Auch ist es stark von der verwendeten Kreide abhängig, wie sehr die Kugeln verunreinigt werden. Die Farbe ist dabei weniger entscheidend, es zählt vielmehr die Beschaffenheit der Kreide. Günstigere Modelle neigen dazu, beim Kreiden der Lederspitze des Queues für mehr Kreidestaub zu sorgen, und so schneller Tisch (bzw. Tuch) und Kugeln zu verdrecken. Hochwertigere Modelle (wie z.B. die grüne Kreide der Marke Taom) sind teuer, erzeugen aber so gut wie keinen Abrieb und halten so Tisch und Kugeln wesentlich sauberer, als die „klassischen“ Kreiden wie z.B. die, der Marke Master.
Fun Fact: Letztendlich hängt natürlich auch viel vom Spieler ab, der den Queue bedient. Wenn dieser nicht sauber zustößt, hilft auch die beste Kreide nichts! 😀

Soweit so klar? Abschließend kann man vielleicht noch die Frage nach dem „Warum“ stellen. Müssen die Bälle wirklich regelmäßig poliert werden? Tatsächlich dient die Reinigung der Kugeln nicht nur dem optischen Zweck.
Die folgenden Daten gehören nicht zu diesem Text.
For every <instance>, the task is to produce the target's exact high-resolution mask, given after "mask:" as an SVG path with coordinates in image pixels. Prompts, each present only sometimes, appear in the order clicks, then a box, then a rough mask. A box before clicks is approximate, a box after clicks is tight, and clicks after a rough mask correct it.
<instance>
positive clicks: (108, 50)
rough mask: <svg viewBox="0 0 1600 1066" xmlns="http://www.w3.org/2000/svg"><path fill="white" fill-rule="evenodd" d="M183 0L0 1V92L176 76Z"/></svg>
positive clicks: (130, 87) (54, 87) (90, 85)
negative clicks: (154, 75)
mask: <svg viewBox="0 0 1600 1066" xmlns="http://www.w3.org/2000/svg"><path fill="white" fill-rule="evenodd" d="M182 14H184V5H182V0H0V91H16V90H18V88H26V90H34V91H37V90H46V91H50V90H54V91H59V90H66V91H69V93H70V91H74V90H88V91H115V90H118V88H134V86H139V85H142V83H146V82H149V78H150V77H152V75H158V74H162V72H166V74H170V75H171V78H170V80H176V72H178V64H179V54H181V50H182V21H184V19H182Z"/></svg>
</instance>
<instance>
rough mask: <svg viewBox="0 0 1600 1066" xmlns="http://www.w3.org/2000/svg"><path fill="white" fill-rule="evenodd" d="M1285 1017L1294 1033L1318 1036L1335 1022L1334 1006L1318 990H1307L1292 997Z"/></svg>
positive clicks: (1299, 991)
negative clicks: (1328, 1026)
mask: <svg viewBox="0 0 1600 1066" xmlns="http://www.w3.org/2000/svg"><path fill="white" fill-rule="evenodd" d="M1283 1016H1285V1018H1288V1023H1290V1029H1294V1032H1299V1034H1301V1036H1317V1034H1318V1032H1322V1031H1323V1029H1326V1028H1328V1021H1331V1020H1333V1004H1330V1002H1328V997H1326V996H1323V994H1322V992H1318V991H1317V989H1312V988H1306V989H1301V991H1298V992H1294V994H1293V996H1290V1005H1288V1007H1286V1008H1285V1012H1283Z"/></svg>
Erfahrene Billardspieler wissen, dass durch verunreinigtes Material ein „Kick“ (ein unsauberer Ballkontakt) entstehen kann, welcher den Lauf der Kugeln in einer Spielsituation maßgeblich verändert.

Also – haltet eure Bälle sauber,…

…dann bleiben sie euch für lange Zeit erhalten und ihr könnt viel Spaß damit haben! 😛

In diesem Sinne – bis die Tage, ciao!